Jana Cephas, PhD in History of Architecture and Urban Planning, Harvard University. History and theory of urbanism with focus on urban design, preservation planning, technology, and social and spatial justice. Currently completing a book manuscript, Fordism and the City: How an Industrial Aesthetic Shaped Detroit
Michael Arnold Mages, PhD Carnegie Mellon University, scholar of design whose research focuses on how things (images, spaces, objects, and interfaces) help facilitate high-stakes and difficult conversations. Partner in a startup, The Art of Democracy, which designs facilitated conversation events with government and not-for-profit organizations for strategic planning, community decision-making or community co-design of projects or policy.

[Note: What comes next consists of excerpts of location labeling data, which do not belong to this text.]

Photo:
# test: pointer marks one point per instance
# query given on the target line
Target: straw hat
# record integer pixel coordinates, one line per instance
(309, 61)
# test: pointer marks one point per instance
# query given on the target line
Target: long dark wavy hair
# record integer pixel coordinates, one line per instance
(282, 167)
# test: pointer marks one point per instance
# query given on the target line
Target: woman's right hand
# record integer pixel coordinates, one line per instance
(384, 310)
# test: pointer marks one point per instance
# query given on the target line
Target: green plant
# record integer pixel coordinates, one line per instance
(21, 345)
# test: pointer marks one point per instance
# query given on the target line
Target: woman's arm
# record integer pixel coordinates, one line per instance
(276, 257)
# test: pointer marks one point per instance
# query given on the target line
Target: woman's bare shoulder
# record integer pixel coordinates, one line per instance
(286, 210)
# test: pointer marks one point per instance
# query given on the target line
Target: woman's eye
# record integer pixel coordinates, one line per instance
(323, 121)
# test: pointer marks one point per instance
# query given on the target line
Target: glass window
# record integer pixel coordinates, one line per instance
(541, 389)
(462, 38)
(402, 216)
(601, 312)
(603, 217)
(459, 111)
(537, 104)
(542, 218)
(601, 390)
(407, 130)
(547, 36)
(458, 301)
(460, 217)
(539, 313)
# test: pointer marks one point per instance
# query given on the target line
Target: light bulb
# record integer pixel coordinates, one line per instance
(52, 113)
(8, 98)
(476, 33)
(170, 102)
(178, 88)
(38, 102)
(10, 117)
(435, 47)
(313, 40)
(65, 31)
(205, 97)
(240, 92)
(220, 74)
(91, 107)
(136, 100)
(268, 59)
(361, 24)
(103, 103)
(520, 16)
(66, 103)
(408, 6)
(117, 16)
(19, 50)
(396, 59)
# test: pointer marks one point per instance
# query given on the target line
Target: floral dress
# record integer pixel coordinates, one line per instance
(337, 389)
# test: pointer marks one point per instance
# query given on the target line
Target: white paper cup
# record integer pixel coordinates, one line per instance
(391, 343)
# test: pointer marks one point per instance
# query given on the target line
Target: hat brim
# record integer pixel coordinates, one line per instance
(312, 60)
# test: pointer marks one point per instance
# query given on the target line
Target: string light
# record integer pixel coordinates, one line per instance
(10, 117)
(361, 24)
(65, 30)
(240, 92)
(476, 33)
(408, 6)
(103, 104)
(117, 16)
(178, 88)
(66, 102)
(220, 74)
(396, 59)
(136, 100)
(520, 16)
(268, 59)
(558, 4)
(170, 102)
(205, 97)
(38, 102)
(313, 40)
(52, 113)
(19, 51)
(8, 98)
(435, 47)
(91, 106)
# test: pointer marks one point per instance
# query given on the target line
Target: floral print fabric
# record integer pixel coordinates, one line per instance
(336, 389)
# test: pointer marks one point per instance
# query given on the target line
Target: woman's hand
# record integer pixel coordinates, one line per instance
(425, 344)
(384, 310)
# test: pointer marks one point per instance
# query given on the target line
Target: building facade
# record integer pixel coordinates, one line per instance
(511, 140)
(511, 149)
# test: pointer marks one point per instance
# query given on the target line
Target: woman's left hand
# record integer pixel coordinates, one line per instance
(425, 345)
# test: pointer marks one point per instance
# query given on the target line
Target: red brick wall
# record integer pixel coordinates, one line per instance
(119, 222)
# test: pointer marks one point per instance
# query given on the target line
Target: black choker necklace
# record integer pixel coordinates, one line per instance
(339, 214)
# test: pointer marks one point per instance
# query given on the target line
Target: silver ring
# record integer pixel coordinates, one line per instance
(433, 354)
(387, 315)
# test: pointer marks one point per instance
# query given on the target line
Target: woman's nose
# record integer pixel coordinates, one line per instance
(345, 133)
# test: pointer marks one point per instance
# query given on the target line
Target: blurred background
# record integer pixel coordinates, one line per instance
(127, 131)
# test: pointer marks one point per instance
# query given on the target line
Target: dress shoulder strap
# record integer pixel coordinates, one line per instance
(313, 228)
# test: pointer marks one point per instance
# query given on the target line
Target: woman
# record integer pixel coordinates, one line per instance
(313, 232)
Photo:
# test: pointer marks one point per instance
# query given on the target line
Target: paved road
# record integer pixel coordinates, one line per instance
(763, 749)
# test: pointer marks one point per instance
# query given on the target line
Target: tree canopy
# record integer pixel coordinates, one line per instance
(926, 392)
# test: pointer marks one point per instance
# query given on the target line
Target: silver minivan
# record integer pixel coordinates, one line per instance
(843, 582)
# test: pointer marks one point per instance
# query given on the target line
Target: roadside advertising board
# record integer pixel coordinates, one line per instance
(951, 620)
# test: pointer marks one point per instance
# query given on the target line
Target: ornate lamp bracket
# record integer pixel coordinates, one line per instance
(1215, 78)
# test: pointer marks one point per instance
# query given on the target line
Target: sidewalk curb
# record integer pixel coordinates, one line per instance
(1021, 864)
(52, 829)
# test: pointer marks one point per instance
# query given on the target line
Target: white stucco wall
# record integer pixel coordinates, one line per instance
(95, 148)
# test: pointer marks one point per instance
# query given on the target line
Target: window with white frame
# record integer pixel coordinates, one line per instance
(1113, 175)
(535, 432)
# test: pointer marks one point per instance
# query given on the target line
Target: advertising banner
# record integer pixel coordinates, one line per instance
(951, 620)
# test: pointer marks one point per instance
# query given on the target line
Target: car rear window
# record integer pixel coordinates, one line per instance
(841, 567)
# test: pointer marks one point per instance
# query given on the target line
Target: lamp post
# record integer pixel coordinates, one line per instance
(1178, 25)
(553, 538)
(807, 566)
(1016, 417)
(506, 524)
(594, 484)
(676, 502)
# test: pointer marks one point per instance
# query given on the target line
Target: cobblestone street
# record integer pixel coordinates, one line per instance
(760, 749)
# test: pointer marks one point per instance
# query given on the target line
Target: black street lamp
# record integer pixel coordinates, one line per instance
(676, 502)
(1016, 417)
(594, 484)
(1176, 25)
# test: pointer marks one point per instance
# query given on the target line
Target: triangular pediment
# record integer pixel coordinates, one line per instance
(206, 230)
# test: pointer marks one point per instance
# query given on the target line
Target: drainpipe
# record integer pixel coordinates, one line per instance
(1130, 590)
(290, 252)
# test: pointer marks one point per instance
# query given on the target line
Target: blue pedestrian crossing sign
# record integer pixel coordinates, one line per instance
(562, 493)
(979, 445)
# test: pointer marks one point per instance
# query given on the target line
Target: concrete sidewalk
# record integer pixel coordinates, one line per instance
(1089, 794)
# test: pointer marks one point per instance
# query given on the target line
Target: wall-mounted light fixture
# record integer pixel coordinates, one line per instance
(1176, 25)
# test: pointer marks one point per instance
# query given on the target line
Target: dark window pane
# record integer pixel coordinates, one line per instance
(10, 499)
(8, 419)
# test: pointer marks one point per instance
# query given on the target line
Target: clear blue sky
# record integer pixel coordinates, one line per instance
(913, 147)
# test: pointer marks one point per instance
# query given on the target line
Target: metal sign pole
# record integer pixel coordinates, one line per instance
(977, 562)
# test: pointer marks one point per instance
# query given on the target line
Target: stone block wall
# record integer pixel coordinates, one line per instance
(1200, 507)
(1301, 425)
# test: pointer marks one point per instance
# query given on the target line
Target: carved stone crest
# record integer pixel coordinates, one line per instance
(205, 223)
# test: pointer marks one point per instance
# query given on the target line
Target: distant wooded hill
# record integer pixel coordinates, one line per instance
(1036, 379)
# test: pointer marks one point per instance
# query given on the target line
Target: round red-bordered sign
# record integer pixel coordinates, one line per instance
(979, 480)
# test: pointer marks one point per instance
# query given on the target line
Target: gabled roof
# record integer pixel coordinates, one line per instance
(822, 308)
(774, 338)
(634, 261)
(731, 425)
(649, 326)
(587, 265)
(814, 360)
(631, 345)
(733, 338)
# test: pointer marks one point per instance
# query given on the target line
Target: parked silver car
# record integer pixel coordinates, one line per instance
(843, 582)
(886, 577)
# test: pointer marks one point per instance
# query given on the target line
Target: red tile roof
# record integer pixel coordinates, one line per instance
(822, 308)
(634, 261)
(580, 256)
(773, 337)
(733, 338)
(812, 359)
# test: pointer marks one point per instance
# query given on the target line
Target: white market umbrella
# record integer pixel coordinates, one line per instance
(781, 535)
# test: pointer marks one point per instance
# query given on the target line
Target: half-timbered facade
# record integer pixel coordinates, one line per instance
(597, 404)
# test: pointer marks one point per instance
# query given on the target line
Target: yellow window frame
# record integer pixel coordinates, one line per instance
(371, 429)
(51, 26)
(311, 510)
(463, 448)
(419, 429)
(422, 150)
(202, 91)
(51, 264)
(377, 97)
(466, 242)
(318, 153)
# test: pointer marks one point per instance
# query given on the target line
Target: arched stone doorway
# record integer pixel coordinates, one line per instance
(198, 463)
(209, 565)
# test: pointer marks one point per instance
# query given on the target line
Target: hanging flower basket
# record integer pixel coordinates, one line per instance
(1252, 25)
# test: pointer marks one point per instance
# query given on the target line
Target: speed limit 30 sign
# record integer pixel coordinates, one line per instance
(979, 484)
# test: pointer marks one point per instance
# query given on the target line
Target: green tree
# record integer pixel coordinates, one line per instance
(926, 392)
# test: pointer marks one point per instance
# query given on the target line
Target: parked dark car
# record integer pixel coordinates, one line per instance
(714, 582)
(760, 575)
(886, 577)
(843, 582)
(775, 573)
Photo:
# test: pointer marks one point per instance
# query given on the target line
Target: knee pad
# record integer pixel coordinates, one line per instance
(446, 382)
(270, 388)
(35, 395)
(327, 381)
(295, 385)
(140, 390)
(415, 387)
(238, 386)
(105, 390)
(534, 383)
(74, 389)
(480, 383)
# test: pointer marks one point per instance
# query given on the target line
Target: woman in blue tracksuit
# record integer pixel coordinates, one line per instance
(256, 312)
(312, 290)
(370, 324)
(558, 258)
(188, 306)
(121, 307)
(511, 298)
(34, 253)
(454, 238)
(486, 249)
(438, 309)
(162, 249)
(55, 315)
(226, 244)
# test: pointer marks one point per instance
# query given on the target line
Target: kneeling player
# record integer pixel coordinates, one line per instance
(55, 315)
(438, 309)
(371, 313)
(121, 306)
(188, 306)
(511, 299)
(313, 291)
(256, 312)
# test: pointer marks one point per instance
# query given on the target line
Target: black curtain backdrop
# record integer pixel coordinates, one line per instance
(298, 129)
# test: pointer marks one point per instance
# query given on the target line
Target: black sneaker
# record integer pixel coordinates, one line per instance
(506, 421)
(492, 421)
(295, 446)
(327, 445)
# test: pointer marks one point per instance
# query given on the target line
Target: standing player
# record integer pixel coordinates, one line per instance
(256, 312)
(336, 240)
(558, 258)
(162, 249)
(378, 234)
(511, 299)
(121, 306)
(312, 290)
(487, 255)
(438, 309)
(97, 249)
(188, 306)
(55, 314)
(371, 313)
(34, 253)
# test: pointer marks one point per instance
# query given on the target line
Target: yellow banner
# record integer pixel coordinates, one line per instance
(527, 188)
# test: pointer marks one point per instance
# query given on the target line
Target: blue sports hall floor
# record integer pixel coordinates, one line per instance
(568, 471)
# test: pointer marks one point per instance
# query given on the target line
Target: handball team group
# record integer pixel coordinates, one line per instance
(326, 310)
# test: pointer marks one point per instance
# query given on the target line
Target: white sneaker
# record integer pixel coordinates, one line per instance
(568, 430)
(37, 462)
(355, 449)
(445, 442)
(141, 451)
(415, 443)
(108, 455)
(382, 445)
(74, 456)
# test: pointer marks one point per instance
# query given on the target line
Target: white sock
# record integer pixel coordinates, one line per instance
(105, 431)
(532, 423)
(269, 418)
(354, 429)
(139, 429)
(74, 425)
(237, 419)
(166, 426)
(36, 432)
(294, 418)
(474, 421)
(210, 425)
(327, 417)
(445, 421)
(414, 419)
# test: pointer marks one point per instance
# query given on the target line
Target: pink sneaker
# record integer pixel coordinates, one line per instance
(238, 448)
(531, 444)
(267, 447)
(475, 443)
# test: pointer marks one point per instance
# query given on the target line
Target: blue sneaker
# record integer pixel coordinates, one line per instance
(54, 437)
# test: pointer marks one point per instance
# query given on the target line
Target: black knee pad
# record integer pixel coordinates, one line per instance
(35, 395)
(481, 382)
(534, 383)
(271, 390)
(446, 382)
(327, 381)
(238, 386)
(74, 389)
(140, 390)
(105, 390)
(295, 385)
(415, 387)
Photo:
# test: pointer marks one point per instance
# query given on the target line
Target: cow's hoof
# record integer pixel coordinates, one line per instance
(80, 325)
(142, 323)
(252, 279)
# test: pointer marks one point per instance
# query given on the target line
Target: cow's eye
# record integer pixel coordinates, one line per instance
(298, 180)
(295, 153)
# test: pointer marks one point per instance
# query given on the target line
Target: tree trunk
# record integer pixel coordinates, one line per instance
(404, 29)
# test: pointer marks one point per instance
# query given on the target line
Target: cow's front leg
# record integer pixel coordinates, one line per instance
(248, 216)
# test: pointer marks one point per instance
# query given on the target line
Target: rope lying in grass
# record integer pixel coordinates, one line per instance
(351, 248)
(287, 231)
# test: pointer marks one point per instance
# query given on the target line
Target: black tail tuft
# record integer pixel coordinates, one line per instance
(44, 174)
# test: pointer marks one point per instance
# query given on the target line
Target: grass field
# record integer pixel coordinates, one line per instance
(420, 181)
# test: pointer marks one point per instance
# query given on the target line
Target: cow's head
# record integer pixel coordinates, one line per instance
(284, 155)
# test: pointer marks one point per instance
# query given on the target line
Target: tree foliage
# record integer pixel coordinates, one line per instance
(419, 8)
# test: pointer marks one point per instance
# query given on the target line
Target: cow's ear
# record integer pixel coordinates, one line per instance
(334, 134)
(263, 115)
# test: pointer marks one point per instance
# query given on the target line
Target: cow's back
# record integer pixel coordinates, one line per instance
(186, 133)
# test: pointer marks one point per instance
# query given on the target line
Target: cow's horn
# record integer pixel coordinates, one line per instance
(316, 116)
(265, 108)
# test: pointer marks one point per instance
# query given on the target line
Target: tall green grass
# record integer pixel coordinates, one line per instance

Francesca Inglese, PhD Brown University, dissertation Colouring Cape Town: Music, Race, and Place in South Africa’s Minstrel Carnival. Recipient of the Joukowsky Family Foundation Outstanding Dissertation Award & dissertation fellowship from the American Association of University Women. Since 2016, she has been a Mellon Postdoctoral Fellow in the Humanities at Dartmouth College.
Psyche Loui, PhD Psychology University of California, Berkeley. World-leading expert in the areas of creativity and improvisation. Employs behavioral, neuro-imaging, and computational modeling to trace the learning trajectory of jazz improvisation; develops mapping systems that interface with standard electroencephalography systems to create music out of electrical signals.